Two churches, two processions
Major processions depart from Igreja Matriz; 500 m away, the whitewashed Capela de Nossa Senhora do Bom Despacho hosts the annual May auction. Ten potato baskets, six hens and a kid goat change hands in ten minutes; bidding is done with a slight lift of the chin, no outsiders welcome. Granite calvaries along the route double as rest stops for the bearers and as signposts for fertiliser lorries threading between the maize plots.
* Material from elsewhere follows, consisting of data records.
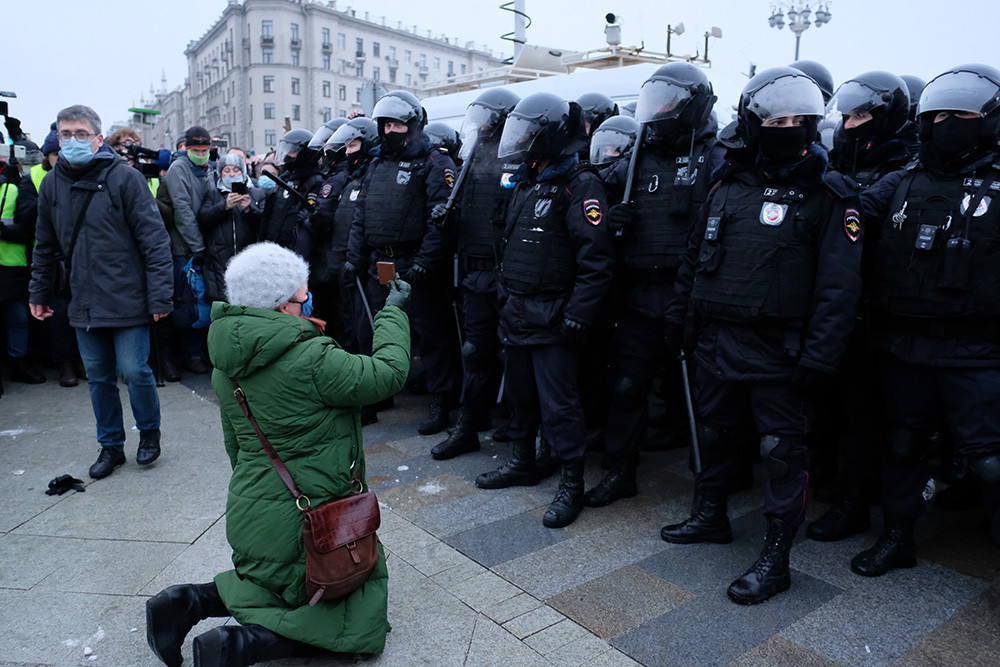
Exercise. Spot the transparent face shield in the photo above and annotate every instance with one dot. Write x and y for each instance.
(606, 146)
(661, 100)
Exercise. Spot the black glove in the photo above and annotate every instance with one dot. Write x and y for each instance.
(573, 332)
(416, 275)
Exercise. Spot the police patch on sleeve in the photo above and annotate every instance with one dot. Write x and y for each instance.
(592, 210)
(852, 224)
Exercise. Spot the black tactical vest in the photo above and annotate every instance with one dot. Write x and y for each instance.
(758, 256)
(395, 205)
(483, 204)
(939, 253)
(539, 255)
(667, 192)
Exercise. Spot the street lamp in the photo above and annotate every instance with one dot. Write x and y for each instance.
(798, 13)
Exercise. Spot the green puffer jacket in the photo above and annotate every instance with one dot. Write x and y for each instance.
(304, 391)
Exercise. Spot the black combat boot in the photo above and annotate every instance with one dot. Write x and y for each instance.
(618, 482)
(240, 645)
(462, 439)
(849, 516)
(769, 575)
(171, 613)
(519, 471)
(437, 416)
(149, 446)
(895, 548)
(708, 521)
(568, 503)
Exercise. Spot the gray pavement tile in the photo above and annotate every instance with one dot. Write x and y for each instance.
(506, 539)
(619, 601)
(711, 630)
(907, 604)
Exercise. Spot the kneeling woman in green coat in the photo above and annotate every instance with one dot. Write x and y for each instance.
(305, 392)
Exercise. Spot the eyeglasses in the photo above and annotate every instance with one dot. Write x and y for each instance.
(82, 135)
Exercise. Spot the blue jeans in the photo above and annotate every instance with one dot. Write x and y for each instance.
(105, 353)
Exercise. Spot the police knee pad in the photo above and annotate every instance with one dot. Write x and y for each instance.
(903, 448)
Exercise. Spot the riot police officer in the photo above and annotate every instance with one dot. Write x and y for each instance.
(556, 268)
(936, 298)
(772, 276)
(481, 207)
(404, 182)
(672, 174)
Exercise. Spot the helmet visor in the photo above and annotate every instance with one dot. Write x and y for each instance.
(608, 145)
(661, 100)
(787, 96)
(959, 91)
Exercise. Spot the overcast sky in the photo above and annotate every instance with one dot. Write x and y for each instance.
(106, 53)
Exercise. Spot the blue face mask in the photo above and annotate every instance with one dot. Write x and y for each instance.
(76, 151)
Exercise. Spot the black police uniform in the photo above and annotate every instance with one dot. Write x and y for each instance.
(557, 265)
(391, 224)
(772, 274)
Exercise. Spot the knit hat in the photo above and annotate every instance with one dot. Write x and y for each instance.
(264, 275)
(197, 136)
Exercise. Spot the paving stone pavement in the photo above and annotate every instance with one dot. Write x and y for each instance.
(475, 579)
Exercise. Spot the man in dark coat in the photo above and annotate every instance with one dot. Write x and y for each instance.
(99, 213)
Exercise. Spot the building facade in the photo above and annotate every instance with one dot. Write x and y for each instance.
(267, 60)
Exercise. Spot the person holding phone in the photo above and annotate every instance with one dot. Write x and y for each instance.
(229, 219)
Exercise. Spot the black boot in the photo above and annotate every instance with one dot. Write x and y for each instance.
(568, 503)
(149, 446)
(462, 439)
(847, 517)
(708, 522)
(240, 645)
(618, 482)
(437, 417)
(171, 613)
(895, 548)
(769, 575)
(109, 459)
(519, 471)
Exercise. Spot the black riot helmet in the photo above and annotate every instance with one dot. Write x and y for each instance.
(596, 109)
(614, 139)
(485, 117)
(915, 85)
(676, 100)
(542, 126)
(818, 73)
Gême takes its name from gemellus – twin. Some say two identical farmsteads, others swear it was a pair of brothers who first cleared the alluvial terrace. Either way, 521 souls now share 160 ha barely 60 m above sea-level, which explains why the River Ave invades the streets when the Minho clouds burst. Inside the chapel a faint tide mark recalls the night of 1987.
Wine that never leaves
The loureiro from Gême scooped a medal at the Braga agricultural fair in 2019; no one turned up to collect it. The three quintas – Caniço, Veiga and Cruzeiro – make a collective 3 000 bottles a year, every last one opened within the parish boundaries. To taste, you book a morning’s picking in September, work until your hands are purple, eat sarrabulho rice at noon, then leave with two bottles wrapped in newspaper. €25 pp, minimum six, call Mr Armindo on 253 123 456.
Friday means caldo verde ladled from a zinc cauldron; when the pig is killed, the blood goes into the rice; Easter Sunday the ovens roast kid scented with wild bay. The only restaurant is O Túnel on the EN205, where 12€ buys pescada à moda de Vila Verde – hake poached in coriander-flecked broth. Ask for the separately fried potatoes, but arrive before 14:00 or the kitchen closes.
Down to the river
A dirt lane begins behind the cemetery and runs 4 km to the Ave, skirting the hamlet of Tregal where boys float for carp and perch on home-made rods. Pack coffee – there is no bar. The reservoir is barely 500 m long, but the water is deep enough for teenagers to leap from granite blocks that look like broken staircases. The best platform is beside the split willow; look for the white scar on the trunk.
When the churchyard floodlights switch off, the evening is over. The last bus to Braga leaves at 21:30; miss it and Zé’s taxi waits on the square – €20 to Vila Verde station, music optional.